The Korean War (Conflict) has been called the “Forgotten War.”

The conflict happened so soon after World War II and before Vietnam that the impact on the United States was far less than that of the other two wars. In fact, the Korean Conflict never technically ended.

The Korean War generation deserves to have its story told. To honor the veterans who served during the conflict, American Legion Auxiliary Unit 90 will host a recognition ceremony Saturday, April 28, 3 p.m., at Heritage Park. (If inclement weather, the ceremony will be held at the Atmore Area YMCA.)

President Truman committed the United States to the war without popular support and without congressional authorization.

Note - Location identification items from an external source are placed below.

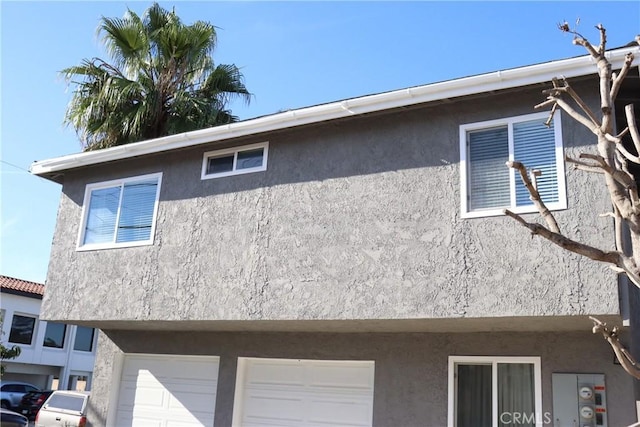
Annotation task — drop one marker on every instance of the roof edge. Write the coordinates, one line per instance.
(497, 80)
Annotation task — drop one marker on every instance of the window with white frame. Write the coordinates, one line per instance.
(488, 186)
(22, 328)
(120, 212)
(235, 161)
(486, 391)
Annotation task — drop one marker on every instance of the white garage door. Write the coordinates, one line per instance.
(284, 392)
(167, 391)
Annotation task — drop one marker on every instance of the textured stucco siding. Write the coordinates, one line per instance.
(353, 219)
(411, 370)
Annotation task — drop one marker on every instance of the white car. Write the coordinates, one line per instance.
(64, 408)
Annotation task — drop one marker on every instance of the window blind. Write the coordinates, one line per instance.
(136, 213)
(488, 175)
(102, 215)
(534, 146)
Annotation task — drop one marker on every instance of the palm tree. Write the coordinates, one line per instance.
(162, 80)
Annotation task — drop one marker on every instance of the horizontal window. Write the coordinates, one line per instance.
(487, 391)
(488, 186)
(22, 328)
(120, 213)
(235, 161)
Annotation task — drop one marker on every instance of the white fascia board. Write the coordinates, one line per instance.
(498, 80)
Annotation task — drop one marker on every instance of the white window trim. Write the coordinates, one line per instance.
(494, 360)
(234, 151)
(85, 212)
(557, 128)
(34, 332)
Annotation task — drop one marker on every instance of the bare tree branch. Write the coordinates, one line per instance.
(566, 88)
(535, 196)
(617, 81)
(625, 358)
(577, 116)
(612, 257)
(632, 126)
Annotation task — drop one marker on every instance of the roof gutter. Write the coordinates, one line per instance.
(498, 80)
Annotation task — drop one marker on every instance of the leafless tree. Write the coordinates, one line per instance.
(612, 161)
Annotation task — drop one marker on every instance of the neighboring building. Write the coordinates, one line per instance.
(53, 355)
(345, 264)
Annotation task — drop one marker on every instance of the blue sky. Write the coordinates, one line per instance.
(293, 54)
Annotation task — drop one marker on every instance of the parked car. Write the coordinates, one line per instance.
(11, 393)
(64, 408)
(12, 419)
(32, 402)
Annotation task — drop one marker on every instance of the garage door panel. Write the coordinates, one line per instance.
(276, 374)
(304, 393)
(337, 376)
(167, 390)
(274, 406)
(340, 412)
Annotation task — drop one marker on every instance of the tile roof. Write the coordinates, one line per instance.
(22, 286)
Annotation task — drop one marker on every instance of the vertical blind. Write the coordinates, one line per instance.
(515, 395)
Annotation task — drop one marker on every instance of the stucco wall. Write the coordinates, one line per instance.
(353, 219)
(410, 369)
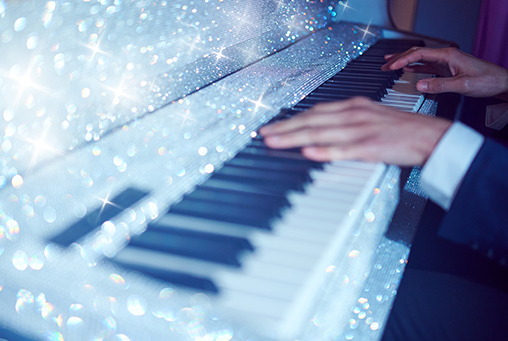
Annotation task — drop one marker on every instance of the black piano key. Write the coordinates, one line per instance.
(193, 244)
(255, 201)
(262, 174)
(279, 159)
(227, 213)
(387, 83)
(374, 95)
(269, 164)
(89, 222)
(174, 277)
(11, 335)
(338, 86)
(244, 187)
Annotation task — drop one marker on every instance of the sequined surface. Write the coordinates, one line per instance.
(101, 97)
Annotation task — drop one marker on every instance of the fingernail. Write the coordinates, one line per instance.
(272, 140)
(423, 86)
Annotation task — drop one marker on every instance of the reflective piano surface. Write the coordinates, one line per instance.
(115, 110)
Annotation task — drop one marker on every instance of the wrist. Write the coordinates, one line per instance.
(504, 81)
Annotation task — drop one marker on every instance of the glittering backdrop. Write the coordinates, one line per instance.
(100, 96)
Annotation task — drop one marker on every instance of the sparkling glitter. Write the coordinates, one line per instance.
(354, 254)
(109, 323)
(20, 24)
(49, 214)
(40, 201)
(20, 260)
(54, 336)
(17, 181)
(369, 216)
(46, 310)
(8, 114)
(32, 41)
(330, 268)
(12, 229)
(117, 279)
(202, 151)
(35, 262)
(136, 305)
(24, 300)
(85, 92)
(74, 322)
(209, 168)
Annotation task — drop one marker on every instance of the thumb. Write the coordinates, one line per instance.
(441, 84)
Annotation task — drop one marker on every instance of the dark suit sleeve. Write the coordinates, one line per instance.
(478, 216)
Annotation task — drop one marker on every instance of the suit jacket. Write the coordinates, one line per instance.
(478, 216)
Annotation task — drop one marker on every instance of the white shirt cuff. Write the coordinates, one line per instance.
(449, 162)
(497, 116)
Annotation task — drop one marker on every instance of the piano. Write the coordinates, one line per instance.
(137, 200)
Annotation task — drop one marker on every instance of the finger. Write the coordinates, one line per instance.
(415, 55)
(440, 85)
(421, 69)
(389, 57)
(321, 114)
(336, 152)
(325, 135)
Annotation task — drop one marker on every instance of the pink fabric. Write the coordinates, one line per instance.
(491, 42)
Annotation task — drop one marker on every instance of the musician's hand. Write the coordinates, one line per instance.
(358, 129)
(459, 71)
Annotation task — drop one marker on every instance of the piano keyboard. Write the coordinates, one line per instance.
(261, 231)
(258, 235)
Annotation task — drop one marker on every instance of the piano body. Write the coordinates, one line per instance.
(137, 201)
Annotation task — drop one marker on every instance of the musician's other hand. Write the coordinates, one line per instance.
(459, 72)
(358, 129)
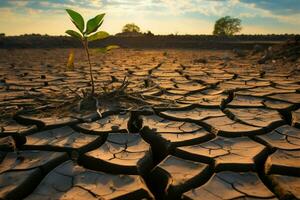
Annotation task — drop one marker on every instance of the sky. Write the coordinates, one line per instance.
(159, 16)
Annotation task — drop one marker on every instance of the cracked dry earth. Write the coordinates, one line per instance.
(225, 129)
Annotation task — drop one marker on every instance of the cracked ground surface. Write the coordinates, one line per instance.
(224, 129)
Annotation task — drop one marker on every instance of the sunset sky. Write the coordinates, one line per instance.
(159, 16)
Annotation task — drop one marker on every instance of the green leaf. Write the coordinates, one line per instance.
(77, 19)
(98, 36)
(94, 23)
(74, 34)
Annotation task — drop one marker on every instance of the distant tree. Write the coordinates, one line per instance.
(227, 26)
(131, 28)
(149, 33)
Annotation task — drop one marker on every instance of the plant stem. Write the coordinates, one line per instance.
(86, 47)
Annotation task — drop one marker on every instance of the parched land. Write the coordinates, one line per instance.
(190, 124)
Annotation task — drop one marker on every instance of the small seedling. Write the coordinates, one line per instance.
(70, 63)
(86, 34)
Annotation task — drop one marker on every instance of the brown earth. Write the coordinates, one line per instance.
(191, 124)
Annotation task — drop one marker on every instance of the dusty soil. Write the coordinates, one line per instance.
(190, 125)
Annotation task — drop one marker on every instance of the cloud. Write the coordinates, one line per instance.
(281, 7)
(159, 16)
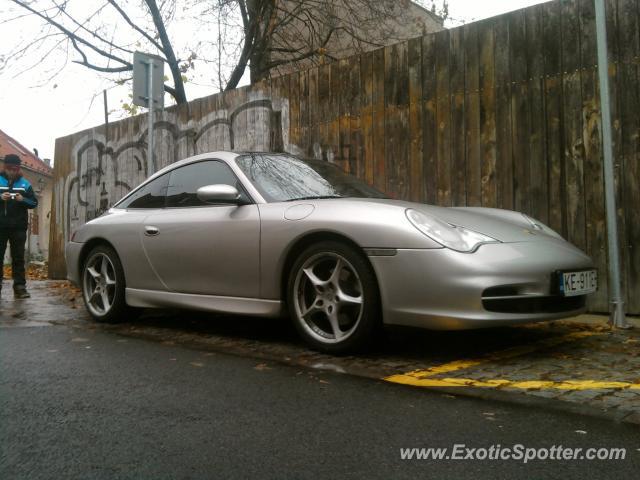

Once he did this, he did not want the war to expand, fearing the war to be “forgotten.” United States performance in the war was poor to mediocre, but improved after General Douglas MacArthur was relieved of his command on April 11, 1951. He was relieved of his command after making statements conflicting with the administration. President Eisenhower called for an Armistice soon after he took office.

The fighting involved extreme sacrifice and hardship. Reported dates of the war were January 25, 1950 through June 27, 1956. (Technically the war is still active.

The United States and North Korea did not sign a peace treaty between the two nations.)

American casualties were reported as 54,246. There are 7,747 American soldiers from this war still unaccounted for. Korean soldiers dead approached three million.